# Heart Disease Prediction Using Machine Learning

## Introduction

Heart disease is a major health issue worldwide, and it is difficult to discover the disease before symptoms emerge. Our goal of this project is to utilize machine learning techniques and predict whether or not a person has heart disease. This will be done through our dataset, which is derived from the Cleveland Heart Disease Database and consists of 14 important attributes selected from a total of 76. It encompasses a range of variables including physical and psychological details, such as age, sex, cholesterol, etc. It also categorizes individuals based on the absence (value 0) or presence (values 1-4) of heart disease, providing a clear framework for analyzing the predictive power of medical test results. The columns are as follows:

1. **age**: age
2. **sex**: sex (1 = male, 0 = female)
3. **cp**: chest pain type
4. **trestbps**: resting blood pressure in mmHg
5. **chol**: serum cholestoral in mg/dl
6. **fbs**: fasting blood sugar > 120 mg/dl? (1 = True, 0 = False)
7. **restecg**: resting electrocardiographic results
8. **thalach**: maximum heart rate achieved
9. **exang**: whether exercise induced angina (1 = True, 0 = False)
10. **oldpeak**: ST depression induced by exercise, relative to rest
11. **slope**: the slope of the peak exercise ST segment (1 = upslope, 2 = flat, 3 = `b`downslope)
12. **ca**: number of major vessels (0-3) coloured by flourosopy
13. **thal**: (3 = normal, 6 = fixed defect, 7 = reversable defect)
14. **num**: diagnosis of heart disease (1,2,3,4 = presence, 0 = no presence)

### Methods

#### Preprocessing and exploratory data analysis

1) Imported libraries and `processed.cleveland.data` dataset from the internet.

2) Cleaned and tidied data to make it usable, by assigning column types and adding a new column, `diag`.

3) Split the data into training and testing sets, working **only** with the training set until the very end.

4) Summarized the training set to make predictions about how we want our classifier to work.

5) Visualized the relationship between `thalac` and `chol` to get a deeper understanding of how the data is distributed.

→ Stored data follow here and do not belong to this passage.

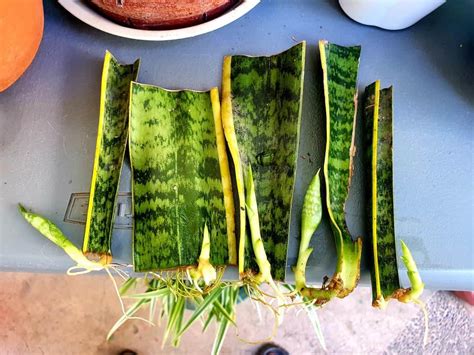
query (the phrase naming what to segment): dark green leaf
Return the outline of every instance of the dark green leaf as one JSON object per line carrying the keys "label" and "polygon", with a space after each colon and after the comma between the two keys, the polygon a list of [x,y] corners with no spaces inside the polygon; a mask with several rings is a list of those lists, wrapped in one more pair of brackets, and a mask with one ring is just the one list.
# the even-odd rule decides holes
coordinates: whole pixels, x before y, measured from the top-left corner
{"label": "dark green leaf", "polygon": [[[269,57],[224,60],[222,122],[235,167],[239,207],[245,208],[242,167],[252,165],[260,229],[276,280],[284,280],[298,156],[306,44]],[[236,207],[237,208],[237,207]],[[239,260],[258,272],[239,214]],[[244,267],[240,265],[240,271]]]}
{"label": "dark green leaf", "polygon": [[338,256],[335,275],[342,281],[338,296],[344,297],[356,287],[359,280],[362,251],[362,240],[352,240],[344,211],[355,154],[353,132],[356,124],[360,47],[343,47],[320,41],[319,50],[326,104],[326,205]]}
{"label": "dark green leaf", "polygon": [[205,224],[210,262],[225,265],[226,210],[211,93],[138,83],[131,91],[135,271],[195,265]]}
{"label": "dark green leaf", "polygon": [[100,117],[83,251],[110,254],[120,173],[128,136],[130,82],[140,61],[122,65],[106,52],[102,72]]}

#### Finding the best $k$ value

Our goal is to find the best value for the $k$-nearest neighbours, providing the highest accuracy in predictions. In the code below, we create a classifier and perform cross-validation to split the training data, train the model with one set and use the other to evaluate it because we can not use testing data. Our next steps are:

1) Use the `recipe` function to center and scale the data.

2) Perform cross-validation with ten folds, using `vfold_cv`, on the training data. We use ten folds because if we only split the data once, the results strongly depend on the observations that end up being in the validation set, so using more folds increases the accuracy.

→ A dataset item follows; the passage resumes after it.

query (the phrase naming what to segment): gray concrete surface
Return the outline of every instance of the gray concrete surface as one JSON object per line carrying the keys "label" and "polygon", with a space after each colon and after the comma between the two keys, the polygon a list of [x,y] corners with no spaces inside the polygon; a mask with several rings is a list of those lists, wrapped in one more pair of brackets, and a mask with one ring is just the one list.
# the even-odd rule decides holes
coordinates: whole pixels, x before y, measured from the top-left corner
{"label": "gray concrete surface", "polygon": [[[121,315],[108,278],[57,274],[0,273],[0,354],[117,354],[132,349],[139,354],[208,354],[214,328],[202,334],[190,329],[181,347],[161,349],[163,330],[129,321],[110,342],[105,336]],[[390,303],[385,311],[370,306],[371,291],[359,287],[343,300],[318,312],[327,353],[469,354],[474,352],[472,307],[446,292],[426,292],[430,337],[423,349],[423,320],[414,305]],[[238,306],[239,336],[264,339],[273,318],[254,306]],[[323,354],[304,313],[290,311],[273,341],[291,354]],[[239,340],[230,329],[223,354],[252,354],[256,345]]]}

3) Create a $k$-nearest model with `neighbours = tune()` instead of a value to find the best value of $k$ for $k$-nearest neighbours.

4) Add the recipe and model to a workflow, using `tune_grid` to fit. This worfklow runs cross validation on a range of $k$-nearest neighbours values that is specified in `gridvals`.

5) Find the best $k$ value by filtering for accuracy and plotting a line plot with the accuracy estimate on the y-axis and $k$ (neighbours) on the x-axis.

6) Ensure that the model does not underfit or overfit, and is more accurate than a majority classifier, using our new $k$.

#### Visualizing our results

1) To visualize our results, we plotted max heart rate on the x-axis and cholesterol levels on the y-axis, using diagnosis to colour the points.

2) To check for over/underfitting, we coloured the background of the graph based on what prediction would be made at every possible point. This also allowed us to quickly identify how the model classified patients, and where the boundaries were.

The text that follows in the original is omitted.